I ran to the window and there they were, a herd of brachiosauruses attacking a building a short distance from mine. They were knocking out its walls by butting them with their heads and then pulling out the support beams until chunks the size of my entire kitchen came tumbling down from several stories up. "That's odd," I thought to myself as a complete ventilation system hung limply in the mouth of a brachiosaurus like giant ferns. "I didn't even know that dinosaurs ate buildings".
But they weren't really dinosaurs, of course. Everyone knows that dinosaurs died out, except for birds that is. According to Steven Spielberg, birds are really dinosaurs with feathers and beaks instead of scales and razor-sharp teeth. He should know what he's talking about. After all, he's the one who let everyone know about the dangers of swimming off the coast of New England and about how aliens with strange manicures can ride bikes in a totally heartwarmingly manipulative way. Instead, they were giant tractors with really long, biting tractor bits and they were knoking down a hospital to replace it with townhouses and a set of stacked, towering condos.
They looked a lot like some dinosaurs I did really see once, though, on this very cool BBC documentary that was like a nature show but about dinosaurs. It showed them hunting and eating and pooping and having sex and everything. Only, it wasn't really dinosaurs they were showing, of course, because everyone knows that video cameras hadn't been invented yet when dinosaurs were pooping everywhere. Instead, they were CGI representations of dinosaurs, so it was these giant blobs of pixels or whatever were the things that were hunting and eating and pooping and having sex. This was extra interesting to me because not only was I a dinosaur enthusiast when I was a kid, but I never even knew that there was CGI way back in dinosaur times. You can learn so much by using science these days.
When I was a kid I wanted a pet parasauropholus, not just because I figured I deserved one after learning to pronounce ‘parasauropholus', but because I thought it'd be pretty neat to have a pet parasirpoopigas or whatever. But my days of cool dinosaur enthusiast (now there's an oxymoron if I've ever heard one; it's like saying, "‘Star Trek' makes you sexy!") have definitely came to an ignoble end a few years ago: once when I was all growed up, I was having a chat with my cousin, 17-Going-On-30 (at the time his name was 5-Going-On-17), when I happened to mention a dinosaur called ‘brontosaurus'. He rolled his eyes at me and told me in no uncertain terms that no one, absolutely no one, calls it that anymore and that the correct terminology was ‘apatosaurus'. I was no longer even cool enough to be a dinosaur lover.

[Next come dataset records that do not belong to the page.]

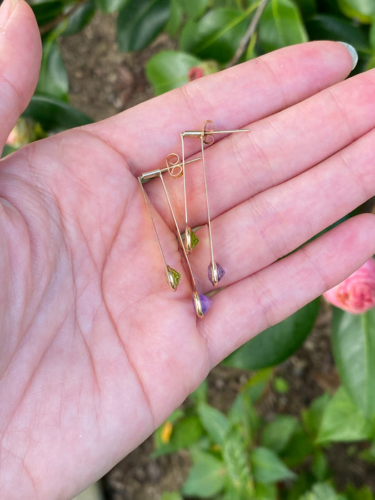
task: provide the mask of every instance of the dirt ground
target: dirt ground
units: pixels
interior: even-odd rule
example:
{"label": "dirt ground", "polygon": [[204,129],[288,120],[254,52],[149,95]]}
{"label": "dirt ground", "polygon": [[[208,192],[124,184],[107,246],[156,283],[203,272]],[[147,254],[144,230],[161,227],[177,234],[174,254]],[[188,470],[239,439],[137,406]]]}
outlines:
{"label": "dirt ground", "polygon": [[[61,51],[70,81],[70,101],[95,120],[102,119],[152,97],[144,66],[152,53],[172,46],[165,37],[137,54],[119,53],[112,16],[96,16],[79,35],[64,39]],[[313,333],[297,353],[278,368],[290,389],[280,395],[270,389],[261,404],[262,415],[298,415],[316,396],[339,384],[329,341],[330,313],[323,307]],[[209,376],[210,402],[226,411],[249,374],[218,366]],[[329,459],[340,487],[347,481],[370,486],[375,491],[374,466],[357,461],[345,445],[334,446]],[[181,451],[153,460],[150,438],[116,466],[103,480],[108,500],[159,500],[164,491],[176,490],[186,477],[189,455]],[[350,450],[349,450],[350,451]]]}

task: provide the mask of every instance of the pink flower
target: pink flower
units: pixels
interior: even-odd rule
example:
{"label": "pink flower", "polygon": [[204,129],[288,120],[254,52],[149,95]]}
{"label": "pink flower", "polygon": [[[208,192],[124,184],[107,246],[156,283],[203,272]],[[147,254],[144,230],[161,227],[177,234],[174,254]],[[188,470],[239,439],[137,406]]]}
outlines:
{"label": "pink flower", "polygon": [[219,70],[219,64],[216,61],[203,61],[200,64],[194,66],[190,68],[188,71],[188,79],[189,81],[196,80],[198,78],[201,78],[205,75],[209,75],[211,73],[216,73]]}
{"label": "pink flower", "polygon": [[353,314],[360,314],[374,307],[375,260],[368,260],[324,296],[334,306]]}
{"label": "pink flower", "polygon": [[197,66],[194,66],[189,70],[188,78],[189,81],[196,80],[202,76],[204,76],[204,72],[201,68]]}

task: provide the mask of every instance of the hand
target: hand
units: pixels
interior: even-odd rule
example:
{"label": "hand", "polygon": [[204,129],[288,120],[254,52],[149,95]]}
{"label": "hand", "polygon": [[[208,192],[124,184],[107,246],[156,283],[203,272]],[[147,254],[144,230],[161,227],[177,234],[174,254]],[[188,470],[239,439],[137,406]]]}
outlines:
{"label": "hand", "polygon": [[[5,0],[6,11],[3,145],[41,56],[27,4]],[[375,73],[338,84],[351,67],[337,43],[286,48],[1,161],[1,498],[71,498],[229,352],[374,253],[366,214],[291,254],[374,193]],[[250,132],[206,150],[215,253],[226,274],[200,320],[187,277],[174,293],[166,284],[137,176],[181,154],[179,133],[208,119]],[[199,156],[199,141],[186,144]],[[201,171],[189,166],[186,176],[191,225],[204,225],[191,265],[206,293]],[[181,179],[166,182],[183,221]],[[168,263],[181,271],[161,183],[146,189]]]}

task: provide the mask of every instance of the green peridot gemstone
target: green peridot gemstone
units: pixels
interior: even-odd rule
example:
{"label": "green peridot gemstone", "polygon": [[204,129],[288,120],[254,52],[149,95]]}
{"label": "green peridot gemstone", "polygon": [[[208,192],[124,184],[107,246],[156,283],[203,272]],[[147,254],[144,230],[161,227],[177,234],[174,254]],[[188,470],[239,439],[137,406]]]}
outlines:
{"label": "green peridot gemstone", "polygon": [[197,243],[199,241],[198,239],[196,234],[194,233],[194,231],[191,231],[191,249],[194,248],[194,246],[196,246]]}
{"label": "green peridot gemstone", "polygon": [[177,271],[176,271],[176,269],[174,269],[173,267],[171,267],[170,266],[168,266],[168,271],[169,274],[169,281],[171,278],[173,283],[171,283],[171,285],[172,286],[172,288],[174,289],[176,289],[177,288],[177,285],[180,281],[181,274]]}

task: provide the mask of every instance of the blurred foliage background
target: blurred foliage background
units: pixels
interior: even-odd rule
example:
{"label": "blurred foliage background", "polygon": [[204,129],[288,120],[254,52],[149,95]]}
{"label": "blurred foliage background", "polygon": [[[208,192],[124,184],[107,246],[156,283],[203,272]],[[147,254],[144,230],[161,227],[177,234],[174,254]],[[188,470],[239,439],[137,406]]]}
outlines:
{"label": "blurred foliage background", "polygon": [[[30,105],[3,156],[24,144],[89,123],[69,103],[61,37],[77,34],[96,11],[116,16],[121,51],[139,51],[161,34],[175,41],[147,62],[156,94],[279,48],[309,40],[351,44],[354,72],[375,66],[374,0],[32,0],[43,59]],[[202,117],[204,119],[205,117]],[[335,309],[332,347],[341,385],[296,417],[262,419],[256,403],[275,378],[274,366],[311,332],[319,300],[262,332],[224,364],[251,371],[228,414],[209,404],[205,384],[155,434],[155,456],[189,449],[193,462],[184,497],[229,500],[374,500],[374,491],[348,485],[338,492],[326,454],[334,443],[361,442],[358,456],[375,463],[375,310]],[[287,388],[286,388],[287,390]]]}

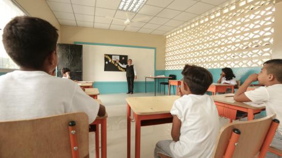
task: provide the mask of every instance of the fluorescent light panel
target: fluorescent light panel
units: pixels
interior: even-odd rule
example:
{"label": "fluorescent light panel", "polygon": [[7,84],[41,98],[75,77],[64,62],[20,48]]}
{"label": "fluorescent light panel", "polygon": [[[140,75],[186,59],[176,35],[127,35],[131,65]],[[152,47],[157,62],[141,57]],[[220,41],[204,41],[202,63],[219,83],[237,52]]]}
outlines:
{"label": "fluorescent light panel", "polygon": [[118,9],[131,12],[137,12],[146,0],[122,0]]}

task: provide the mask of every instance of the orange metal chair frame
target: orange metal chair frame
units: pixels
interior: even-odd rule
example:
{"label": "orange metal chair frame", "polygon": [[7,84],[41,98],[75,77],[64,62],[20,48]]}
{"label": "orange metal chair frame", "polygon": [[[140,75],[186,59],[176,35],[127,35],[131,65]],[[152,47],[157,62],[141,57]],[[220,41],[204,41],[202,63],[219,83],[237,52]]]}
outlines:
{"label": "orange metal chair frame", "polygon": [[[131,108],[127,104],[127,157],[130,158],[131,123],[135,122],[135,158],[140,157],[140,145],[141,126],[151,126],[172,122],[172,115],[170,113],[150,115],[138,115],[133,111],[133,119],[132,119]],[[135,118],[135,121],[132,121]]]}
{"label": "orange metal chair frame", "polygon": [[107,117],[96,118],[90,125],[96,125],[95,131],[95,148],[96,157],[99,157],[99,124],[101,125],[101,157],[107,157]]}

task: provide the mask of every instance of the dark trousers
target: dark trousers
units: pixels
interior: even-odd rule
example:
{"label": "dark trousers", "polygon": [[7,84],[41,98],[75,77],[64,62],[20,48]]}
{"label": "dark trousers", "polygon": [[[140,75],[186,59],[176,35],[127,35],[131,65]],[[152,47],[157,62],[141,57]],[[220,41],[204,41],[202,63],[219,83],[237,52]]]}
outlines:
{"label": "dark trousers", "polygon": [[128,92],[133,92],[133,81],[134,77],[126,77],[127,80],[127,86],[128,86]]}

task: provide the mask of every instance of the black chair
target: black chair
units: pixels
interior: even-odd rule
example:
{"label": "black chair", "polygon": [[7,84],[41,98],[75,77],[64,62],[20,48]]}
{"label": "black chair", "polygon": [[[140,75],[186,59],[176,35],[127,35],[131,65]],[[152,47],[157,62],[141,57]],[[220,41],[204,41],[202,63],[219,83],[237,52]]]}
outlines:
{"label": "black chair", "polygon": [[[175,80],[176,79],[176,75],[174,74],[170,74],[169,75],[169,77],[171,77],[172,78],[168,78],[168,80]],[[164,94],[166,95],[166,85],[168,86],[168,82],[161,82],[159,83],[159,85],[158,85],[158,87],[159,87],[159,92],[160,92],[160,85],[164,85]],[[174,92],[174,86],[173,86],[173,93],[175,94],[175,92]]]}

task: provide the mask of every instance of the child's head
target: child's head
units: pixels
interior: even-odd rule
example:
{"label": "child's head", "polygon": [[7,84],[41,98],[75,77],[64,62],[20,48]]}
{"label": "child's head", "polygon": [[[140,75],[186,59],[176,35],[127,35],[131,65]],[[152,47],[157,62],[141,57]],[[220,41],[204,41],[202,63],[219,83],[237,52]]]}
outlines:
{"label": "child's head", "polygon": [[211,73],[200,67],[186,65],[181,73],[183,82],[180,89],[183,94],[204,94],[212,83]]}
{"label": "child's head", "polygon": [[52,74],[51,75],[54,76],[56,75],[56,69],[53,70],[53,71],[52,72]]}
{"label": "child's head", "polygon": [[265,62],[257,79],[260,84],[266,86],[282,84],[282,59]]}
{"label": "child's head", "polygon": [[225,77],[227,81],[232,80],[235,78],[235,75],[232,71],[232,69],[230,68],[224,68],[221,69],[221,74]]}
{"label": "child's head", "polygon": [[67,68],[62,68],[62,70],[61,70],[61,73],[62,73],[62,75],[64,76],[66,76],[67,72],[70,73],[70,70]]}
{"label": "child's head", "polygon": [[127,60],[127,64],[129,65],[132,64],[132,60],[130,58],[128,60]]}
{"label": "child's head", "polygon": [[50,74],[58,62],[57,31],[44,19],[17,16],[4,28],[3,44],[21,69],[42,70]]}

Another thing he told me was that I was born just after the dinosaurs died out, so it's not clear to me how reliable his paleontological facts actually are. He has just moved here to go to the University of Toronto and I'd planned for a while on using this last statement against him should he ever get too uppity, but I cannot for the life of me see how it makes me look good to state that I may have been born just after the extinction of the dinosaurs. Instead I'll have to think up other threats such as sending letters to his mother detailing what he gets up to in his first year of freedom. That'll keep him in line.